No, what VVASP were fuming about was that the images of the windfarm rather contradicted their entirely misrepresentative image of what the turbines will look like (a blimp, 125-metres up, which you stand underneath and express surprise at how high it is). SPR had taken plenty of steps to show anyone present what the windfarm would look like from either side and from any point requested. But this wasn't what VVASP wanted people to see. So, as the VVASP say of SPR, "they should be ashamed of themselves."

Ashamed of themselves for making information available. Information that showed how paltry VVASP's 'information' is.

Maybe flying the blimp at 80-metres - the actual height of the hub at the top of the turbine mast - would have been more representative.

Two things made an impression at the public information sessions hosted by SPR in October. One was the sheer level of hostility and unreasonable behaviour in Church Lench (VVASP's 'peaceful protest'). The other was the surprising degree of support for the windfarm, especially in Harvington and Norton & Lenchwick.

And although this blog has no connection whatsoever with Scottish Power or any other developers or operators of windfarms, Wind of Change is happy to point out that SPR have not yet been caught out telling lies. Whereas VVASP have consistently made claims about the windfarm which are demonstrably untrue.

Who, then, has really shown a short supply of 'honesty and integrity' in dealing with the public?

A little further into the VVASP newsletter comes the news that the Lenchwick Windfarm could "bring about the end of cricket in the Lenches." "Turbines Four and Five will be behind the bowler's arm at the south end of the cricket ground" (actually, they won't - turbines 4 and 5 are at the other end of the development).

Does this count as a genuine threat? The Lenches sports ground has been there for all of - what? five years? Many villagers were opposed to it, and there is unhappiness at the prospect of the sports club extending its ground, pulling up hedges (without planning permission) and adding to the noise pollution experienced by locals, as well as light pollution in a quiet country village during the evenings.

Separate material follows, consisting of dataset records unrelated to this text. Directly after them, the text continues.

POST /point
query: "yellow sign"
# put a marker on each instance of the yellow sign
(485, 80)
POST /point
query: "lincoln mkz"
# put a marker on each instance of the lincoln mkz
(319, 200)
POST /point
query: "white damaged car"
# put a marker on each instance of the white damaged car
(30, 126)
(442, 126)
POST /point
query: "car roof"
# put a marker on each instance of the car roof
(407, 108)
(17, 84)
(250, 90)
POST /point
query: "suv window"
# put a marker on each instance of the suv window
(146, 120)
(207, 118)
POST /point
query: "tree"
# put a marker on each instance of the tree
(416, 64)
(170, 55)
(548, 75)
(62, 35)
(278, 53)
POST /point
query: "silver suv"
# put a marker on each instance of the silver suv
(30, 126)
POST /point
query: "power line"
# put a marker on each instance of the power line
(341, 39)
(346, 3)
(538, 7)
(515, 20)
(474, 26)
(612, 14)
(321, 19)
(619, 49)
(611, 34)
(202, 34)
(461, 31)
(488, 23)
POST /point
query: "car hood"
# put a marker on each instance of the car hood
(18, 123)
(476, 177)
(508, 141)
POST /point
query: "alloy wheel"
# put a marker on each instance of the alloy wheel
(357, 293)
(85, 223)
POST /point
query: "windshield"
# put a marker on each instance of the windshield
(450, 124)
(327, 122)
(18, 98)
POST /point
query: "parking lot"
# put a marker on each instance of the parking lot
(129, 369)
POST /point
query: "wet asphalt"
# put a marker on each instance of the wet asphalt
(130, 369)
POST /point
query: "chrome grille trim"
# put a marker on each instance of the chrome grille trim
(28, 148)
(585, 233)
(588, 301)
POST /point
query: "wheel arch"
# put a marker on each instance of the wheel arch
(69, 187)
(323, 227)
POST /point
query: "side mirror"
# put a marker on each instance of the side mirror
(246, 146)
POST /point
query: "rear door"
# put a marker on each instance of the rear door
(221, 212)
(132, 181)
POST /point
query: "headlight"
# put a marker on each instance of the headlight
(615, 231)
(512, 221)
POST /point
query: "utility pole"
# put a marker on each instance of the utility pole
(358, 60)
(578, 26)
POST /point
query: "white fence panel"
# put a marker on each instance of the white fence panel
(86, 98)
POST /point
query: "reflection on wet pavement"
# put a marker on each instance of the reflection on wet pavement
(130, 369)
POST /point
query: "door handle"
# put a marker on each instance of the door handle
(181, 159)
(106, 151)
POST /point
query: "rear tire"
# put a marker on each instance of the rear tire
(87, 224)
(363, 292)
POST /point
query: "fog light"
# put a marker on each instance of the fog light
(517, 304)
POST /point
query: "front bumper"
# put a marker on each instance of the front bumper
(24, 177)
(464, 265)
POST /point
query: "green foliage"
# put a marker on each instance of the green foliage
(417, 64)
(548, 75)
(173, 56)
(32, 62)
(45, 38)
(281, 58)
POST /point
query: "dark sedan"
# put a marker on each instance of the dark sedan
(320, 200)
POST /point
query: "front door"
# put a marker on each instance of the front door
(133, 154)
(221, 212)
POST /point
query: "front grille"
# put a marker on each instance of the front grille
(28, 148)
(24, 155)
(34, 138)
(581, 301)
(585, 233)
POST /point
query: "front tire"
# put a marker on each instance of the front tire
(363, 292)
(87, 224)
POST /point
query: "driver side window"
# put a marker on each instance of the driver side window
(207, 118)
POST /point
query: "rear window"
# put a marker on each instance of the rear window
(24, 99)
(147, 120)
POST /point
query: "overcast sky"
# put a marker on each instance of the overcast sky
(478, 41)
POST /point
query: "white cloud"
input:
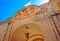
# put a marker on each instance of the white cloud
(29, 3)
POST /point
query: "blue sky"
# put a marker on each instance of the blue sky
(8, 8)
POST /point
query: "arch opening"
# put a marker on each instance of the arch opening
(27, 32)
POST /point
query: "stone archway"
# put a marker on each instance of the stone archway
(27, 32)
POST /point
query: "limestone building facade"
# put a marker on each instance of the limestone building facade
(33, 23)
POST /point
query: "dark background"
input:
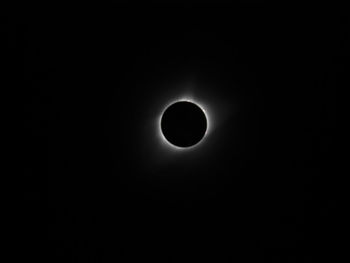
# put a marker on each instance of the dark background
(266, 195)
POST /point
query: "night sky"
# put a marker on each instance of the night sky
(261, 188)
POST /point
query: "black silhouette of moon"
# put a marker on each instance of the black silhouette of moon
(183, 124)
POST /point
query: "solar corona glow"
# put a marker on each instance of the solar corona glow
(201, 140)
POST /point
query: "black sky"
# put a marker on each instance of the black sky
(264, 189)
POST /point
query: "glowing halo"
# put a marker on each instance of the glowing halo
(207, 116)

Quite why a five-turbine windfarm some distance from the cricket pitch should "bring about the end of cricket in the Lenches" isn't clear. Are cricketers unusually sensitive creatures? And, even if it was true (which anyone with a functioning brain knows it isn't), how does the "end of cricket in the Lenches" stack up against electricity black-outs and climate change?

Let's face it - the energy news isn't good. The government's chief adviser has warned that there will be electrcity black-outs by 2016 if we don't get a grip. Ofgen has now announced that energy bills could rise by 60% over the same period as the loss of nuclear and coal-fired power stations leads to an increasingly risky dependence on imported gas.

The crisis is coming. But we can take steps to avert it. And if that means the end of cricket at the Lenches sports ground, not everyone in the area will be sorry.

Then again, in the real world cricket will continue. The windfarm will look less threatening than VVASP want you to think it is. And they'll still accuse SPR of 'deception' when all the evidence points in the other direction.

They should be ashamed of themselves.